Can you also share the details for the hosts last seen/activity which is not refreshing the config To get the details you can click on the host from the hosts page and hover on
Last Seen
m
Agent works on Intel Xeon with 2 virtual cores and 4 Gb of RAM. CPU is about 11% in average, RAM about 60%. 9 agent deployed, but only 3 left after control server reinstall. Unfortunately i cannot provide
Last seen
due to 6 of 9 agent are not appeared.
m
I mean the ESP application server specs and resource usage. Last seen details for any one of the system would be fine
m
Oh, okay. Server also have 2 virtual cores of Intel Xeon Platinum 8000 and 16 GB RAM. One of agents is on screenshot
k
Can you please confirm few things to us to identify why the newly enrolled agents are not showing in ESP UI? 1. The server ip in the agent machine's osquery flags file(C:\Program Files\plgx_osquery\osquery.flags) with the flag
--tls_hostname
is same as your control server(ESP)? 2. Certificate(plgx-esp/nginx/certificate.crt) of the server is matching with the certificate you are trying to enroll the agent?
👍 1
m
Hi, @Kishore Arava! 1. It's very embarrasing, but no - there was localhost. Now it works, thanks. There left one more question - memory leaks or smth like that causing RDP fails.
k
Yes. Might be. Hope agents are reading the updated config from server now, Based on the last screenshot you shared.
o
Is the memory usage coming down in time? I mean is it a spike..i dont think there is a leak here..it could be due to high event load on the system
m
Memory usage going like this in time. And sometimes server going unresponsive. Unfortunately i couldn't look at server in failed state due to failed RDP. Now we exclude all we can to still be secured with.
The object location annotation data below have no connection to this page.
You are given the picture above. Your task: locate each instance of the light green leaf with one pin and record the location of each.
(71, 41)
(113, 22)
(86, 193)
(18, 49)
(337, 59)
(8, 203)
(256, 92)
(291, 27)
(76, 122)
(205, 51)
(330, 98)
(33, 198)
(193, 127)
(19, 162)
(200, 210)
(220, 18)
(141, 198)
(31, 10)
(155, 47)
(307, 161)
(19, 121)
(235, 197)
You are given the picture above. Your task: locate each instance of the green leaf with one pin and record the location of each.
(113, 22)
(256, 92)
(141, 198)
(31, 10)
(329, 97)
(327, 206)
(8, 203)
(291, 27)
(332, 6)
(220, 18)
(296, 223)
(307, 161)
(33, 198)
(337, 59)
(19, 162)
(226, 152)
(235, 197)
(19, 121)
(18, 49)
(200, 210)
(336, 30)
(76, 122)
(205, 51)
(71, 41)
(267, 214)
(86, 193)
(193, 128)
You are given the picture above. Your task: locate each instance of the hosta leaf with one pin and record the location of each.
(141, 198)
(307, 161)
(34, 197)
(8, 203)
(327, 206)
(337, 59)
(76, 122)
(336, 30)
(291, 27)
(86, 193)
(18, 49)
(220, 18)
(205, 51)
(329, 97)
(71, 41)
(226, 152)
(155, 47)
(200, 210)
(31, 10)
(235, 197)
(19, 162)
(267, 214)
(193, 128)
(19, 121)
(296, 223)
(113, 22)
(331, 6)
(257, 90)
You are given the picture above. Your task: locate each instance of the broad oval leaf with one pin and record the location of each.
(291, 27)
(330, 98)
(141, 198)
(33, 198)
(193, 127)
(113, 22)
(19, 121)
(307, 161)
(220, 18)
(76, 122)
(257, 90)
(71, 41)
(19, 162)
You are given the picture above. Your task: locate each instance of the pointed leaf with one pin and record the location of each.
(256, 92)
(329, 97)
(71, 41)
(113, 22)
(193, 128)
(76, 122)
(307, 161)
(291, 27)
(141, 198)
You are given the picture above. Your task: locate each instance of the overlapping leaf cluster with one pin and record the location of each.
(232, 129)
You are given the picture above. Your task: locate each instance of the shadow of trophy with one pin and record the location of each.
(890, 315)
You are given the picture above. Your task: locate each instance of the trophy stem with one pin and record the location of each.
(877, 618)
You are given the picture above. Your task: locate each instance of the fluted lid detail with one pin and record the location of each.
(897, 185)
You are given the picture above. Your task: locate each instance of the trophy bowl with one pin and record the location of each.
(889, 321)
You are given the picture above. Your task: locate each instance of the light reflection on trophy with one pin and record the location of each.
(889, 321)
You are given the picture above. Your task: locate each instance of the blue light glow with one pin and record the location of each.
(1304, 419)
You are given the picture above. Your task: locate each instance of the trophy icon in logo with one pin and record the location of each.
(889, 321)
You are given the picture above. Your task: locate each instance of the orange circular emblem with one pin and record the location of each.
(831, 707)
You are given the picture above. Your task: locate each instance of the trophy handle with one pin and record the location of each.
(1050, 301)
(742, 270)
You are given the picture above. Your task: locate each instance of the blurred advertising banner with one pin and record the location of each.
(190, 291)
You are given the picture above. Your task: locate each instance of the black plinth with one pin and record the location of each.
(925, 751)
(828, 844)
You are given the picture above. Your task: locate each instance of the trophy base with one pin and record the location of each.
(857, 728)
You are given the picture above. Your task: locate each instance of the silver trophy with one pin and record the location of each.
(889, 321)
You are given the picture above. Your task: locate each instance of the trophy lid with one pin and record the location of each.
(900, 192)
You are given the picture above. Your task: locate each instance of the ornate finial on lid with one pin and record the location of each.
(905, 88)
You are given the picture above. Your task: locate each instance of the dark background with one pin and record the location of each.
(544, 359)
Current state of one of agents, if you interested in.
I'm using Process Explorer to monitor situation
o
I can agree that 120 Mb is a a little high (and that also seemed like a spike rather than being consistent) but not terrible for a server work load..what kind of physical RAM you have on these server machines running the agent? I am surprised that a 120 Mb RAM is causing RDP failures
m
Unfortunately i couldn't tell about physical RAM because all our servers in virtual environment. 120 Mb is not maximum. Two days ago i see 486 Mb.
One of a test servers now
o
I understand. I was curious to know if these were transient conditions or were they steady state...for e.g. as I read, few of your servers (endpoints) were not connected with the ESP-server due to an error in the flagsfile. But this wouldnt stop the agent from collecting/caching the data in the meantime and the moment connectivity would resume, it would try to pump all the data back to ESP-Server causing a temporary spike.. is that what we are seeing here (or any such transient condition), is what I am trying to understand.., other reason could be the volume of activity which can be controlled thru tuning event filters specific to your environment, but for us to guide you on that would require you to be able to share some data..
m
What kind of a data do you need?
o
Recent Activity data on the system exhibiting the persistent high RAM usage + the plgx_event_filters config
m
There is almost no activity on most RAM consuming machine because of no user activity except of constantly working Process Explorer, which is excluded in agent configuration. Can exclusions count affect on a load?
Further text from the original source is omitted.